A couple of long walks

Last weekend we joined a local guided walk just a few kms from here. The first people we met were from Buderim in Queensland who are staying in the next village for 6 weeks. The rest of the group of about 40 were all local Italians and we had a great day. The walk was fairly challenging – down a steep mountainside to a river where we stopped for lunch then back up the other side in the afternoon. It was a warm day and after lunch we had the customary 2 hour siesta – the 4 Aussies stood out in the crowd – we were the ones sitting under the trees in the shade while the Italians stripped off and lay in the sun.

Another day we did one of our walks from our book “Walking and Eating in Tuscany and Umbria”. Over the years we have done about 15 of the walks in this book with varying degrees of success. It was written over 10 years ago and we are finding that some things have changed and the directions are not as reliable as they were. But this week’s walk was great. We started with coffee and pastries ( is there any better way to start a long walk) in the medieval hilltop village of Montereggione and walked through olive groves and forest for a couple of hours. At the top of a rise we came across a memorial to 19 men who were resistance fighters killed in 1945. We walked back through lush farmland of aubergines and peppers and hillsides of vines. It was a beautiful walk and in the six hours we only got lost once which is a pretty good result for us.

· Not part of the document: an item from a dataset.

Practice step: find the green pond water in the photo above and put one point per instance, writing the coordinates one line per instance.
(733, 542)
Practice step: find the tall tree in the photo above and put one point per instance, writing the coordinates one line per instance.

Tomorrow we are off to San Galgano a Cisterian abbey – In the 14th century the lead off the roof was stolen by an Englishman Sir john Hawkwood and as a result the whole roof is now missing. Our guidebook says is being restored for an Olivetan order of nuns. We’ll let you know how its progressing in our next blog. Then back to Colle for another Sagra in the evening and the Festa del Vino at nearby Poggibonsi on Sunday evening.